A $299 Robot Now Has an App Store. Builders Should Take Note.
For years, building for robots meant expensive hardware and closed ecosystems. Hugging Face just changed the rules with a $299 open-source robot and an app store already stocked with 200+ apps

Hugging Face launched an app store for Reachy Mini this week. The robot costs $299. It is fully open source. More than 200 apps are already available for a machine that fits on your desk. This is not a research prototype locked inside a university lab. You can buy it today and teach it to wave, grab objects, or recognize your face.
The last time a new platform arrived this cheap and this open, it was the original iPhone App Store in 2008. Back then, nobody predicted that a camera with filters, a rideshare button, or a short-form video feed would reshape entire industries. They simply knew the hardware was in enough hands that software experimentation became profitable. We are at that same inflection point with physical AI, except the hardware is a robot arm instead of a touchscreen.
Big robotics companies spent decades guarding their ecosystems. Industrial arms cost thousands of dollars and required proprietary software licenses just to move a joint. Reachy Mini runs on open software and costs less than a monthly car payment. That price collapse removes the biggest excuse that stopped indie developers from building for the physical world. An idea and a few hundred dollars is genuinely enough to start experimenting.
What the App Store Already Proves
Two hundred apps in a store that did not exist yesterday proves developers are already writing code for this thing. Some of these apps will be useless gimmicks. A few will turn into real businesses. That ratio is normal for every new platform, and it is exactly what makes early marketplaces exciting.

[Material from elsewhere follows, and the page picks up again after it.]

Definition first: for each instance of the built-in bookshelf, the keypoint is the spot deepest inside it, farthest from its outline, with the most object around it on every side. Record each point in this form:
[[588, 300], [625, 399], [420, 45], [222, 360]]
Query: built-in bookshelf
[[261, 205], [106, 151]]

The biggest mistake is assuming you need to build low-level motor control software to participate. Most of the value in new platforms comes from the layers above the hardware. Think web dashboards that let users program routines without writing code. Think mobile apps that remote-control the robot from another room. Think API services that let a fleet of Reachy Minis share what they learn. Those are full-stack products, and they are the fastest path to revenue when a platform is young.
Speed Is the Only Early-Platform Advantage
When a new platform opens, the builders who win are rarely the ones with the most funding. They are the ones who ship while the incumbents are still holding committee meetings. A robot app that ships this weekend, even if it is rough, will beat the polished one that takes six months. Users and platform owners reward momentum, and momentum belongs to teams that can iterate in hours.
That is why your workflow matters as much as your idea. If you can spin up a full-stack app, connect it to a reactive backend, and push it live in an afternoon, you can test three robot companion products before a traditional team finishes its first sprint. You get to fail cheap, learn fast, and discover the use case that actually sticks. The hardware is cheap now, so your shipping cadence should match.
I am not predicting the future of robotics. I am describing today's market, where a $299 open-source robot with an active app store is a real distribution channel. The developers who treat it like one will define what these machines do before the giants even notice the category.